Denis Gielen, le nouveau patron du Mac's, s'offre une cure de vitamine pour commencer

Denis Gielen, le nouveau patron du Mac's, achève le montage de sa première expo comme directeur
Denis Gielen, le nouveau patron du Mac's, achève le montage de sa première expo comme directeur - © M. Delporte

"Peinture pour tous" sera la première expo de Denis Gielen, le successeur de Laurent Busine.

Il faudra sans doute un peu de temps pour remplacer vraiment l'âme du Mac's, Laurent Busine, ses volutes de cigarillos, ses éclats de rires et sa façon passionnée de parler de son bébé, le Mac's, le Musée d'Arts contemporains, inauguré en 2002. Mais Denis Gielen semble serein. A 48 ans, celui qui se destinait à des études d'ingénieur agronome, assume son choix de l'art contemporain "façon autodidacte". Il faut dire qu'il a roulé sa bosse dans le milieu : critique d'art d'abord, directeur des publications au Mac's, puis sous-directeur depuis 2006. Il la connait cette boutique.

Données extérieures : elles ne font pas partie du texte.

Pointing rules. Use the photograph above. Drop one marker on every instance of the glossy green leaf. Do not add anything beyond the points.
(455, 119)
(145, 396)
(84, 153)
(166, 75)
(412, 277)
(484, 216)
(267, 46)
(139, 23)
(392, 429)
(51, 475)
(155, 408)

50 personnes pour proposer trois expos par an, à raison de 60.000 visiteurs annuels : c'est un bon rythme qu'il entend conserver. Comme il entend conserver la philosophie de Laurent Busine : " l'accès à l'art contemporain est peut-être parfois difficile, pas pour de bonnes raisons, je pense qu'il y a des a priori psychologiques. On se dit que c'est réservé à une élite financière, parce qu'il y a tout le mystère des collectionneurs, ou on imagine qu'il faut une grande connaissance de l'histoire de l'art, mais pour moi, l'art contemporain est parfois plus facile qu'une expo de Rembrandt, parce que ce sont des artistes actuels, qui nous parlent des problèmes d'aujourd'hui avec une vision poétique des choses".

Bien entendu, Denis Gielen entend poursuivre aussi la volonté de son prédécesseur de partager la culture. Il poursuivra les visites guidées ou les animations, avec du personnel engagé par le Mac's, qui décode, qui traduit, en fonction du public d'enfants, d'ados, de visiteurs avertis, de malvoyants, de promeneurs du dimanche. Denis Gielen se dit aussi très attaché à cette région, à sa population. Le bruxellois connait les critiques adressées au Mac's : "c'est loin, difficile d'accès en transport en commun, mais lorsqu'on est sur le site, qu'on passe une demi-journée au Grand-Hornu, qu'on visite une ou deux expos, qu'on profite du parc, on vit comme dans un moment... un temps suspendu. On est hors du brouhaha de la ville, hors de la grisaille qui l'entoure parfois."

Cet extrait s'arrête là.